The laws of communication of heat, the electrical condition of the atmosphere, the indications of the thermometer, barometer, hygrometer, anemometer, and anemometer, the preparation of medicated atmospheres for rooms, inhalation and fumigation, are all objects of great importance in connection with ventilation.
The Carbonometer is a small bent glass tube, containing some test of carbonic acid gas, as a little lime-water, with a bulbous expansion, in which it mingles freely with any given volume of air transmitted through it by the action of a syringe, or by the descent of water in a glass, or metallic apparatus connected with it.
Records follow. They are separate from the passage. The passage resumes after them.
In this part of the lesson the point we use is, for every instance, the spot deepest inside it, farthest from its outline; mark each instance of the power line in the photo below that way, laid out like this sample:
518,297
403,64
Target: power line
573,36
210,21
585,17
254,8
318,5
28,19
The amount of white precipitate (carbonate of lime) indicates the general amount of impurity from respiration, exhalation, lamps, candles, ordinary fuel used in heating apparatus, or from any other source of carbonic acid.
The reader who desires to extend his knowledge of this subject will find much information in parliamentary reports, particularly on the Ventilating and Acoustic Arrangements of the late House of Commons, and on the Ventilation of the new House of Parliament, including Dr Reid's Examination at the Bar of the House of Commons in 1852; the evidence taken at the arbitration in 1853, not yet presented to Parliament; and in Dr Reid's Address to the Professional Men of England, Scotland, and Ireland; in parliamentary reports on the Warming and Ventilation of Dwellings (1857); on the Ventilation of Mines; on Education, Manufactures; on the Improvement of Health in Towns and Populous Districts in England and Wales. On Schools, Drainage, Hospitals, Prisons, and Graveyards, the same subject is largely introduced. Dr Hale wrote the most valuable of the early treatises on ventilation. Tredgold on Warming and Ventilating, is a very important work. In Dr Arnott's, and in Hood's, Richardson's, Wyman's, and Bernan's treatises on ventilation, hot water apparatus, and kindred subjects, much interesting information is given. In Dr D. B. Reid's Illustrations of Ventilation; Outlines of the Ventilation of the late House of Commons; Diagrams of the Ventilation of St George's Hall and New Azize Courts, Liverpool; Ventilation in American Dwellings; and in his works on chemistry, and the lithographs of his lecture and experimental rooms at Edinburgh, the result of numerous experiments is given on the ventilation of public buildings, private dwellings, mines, ships, and manufactories. (D. B. R.)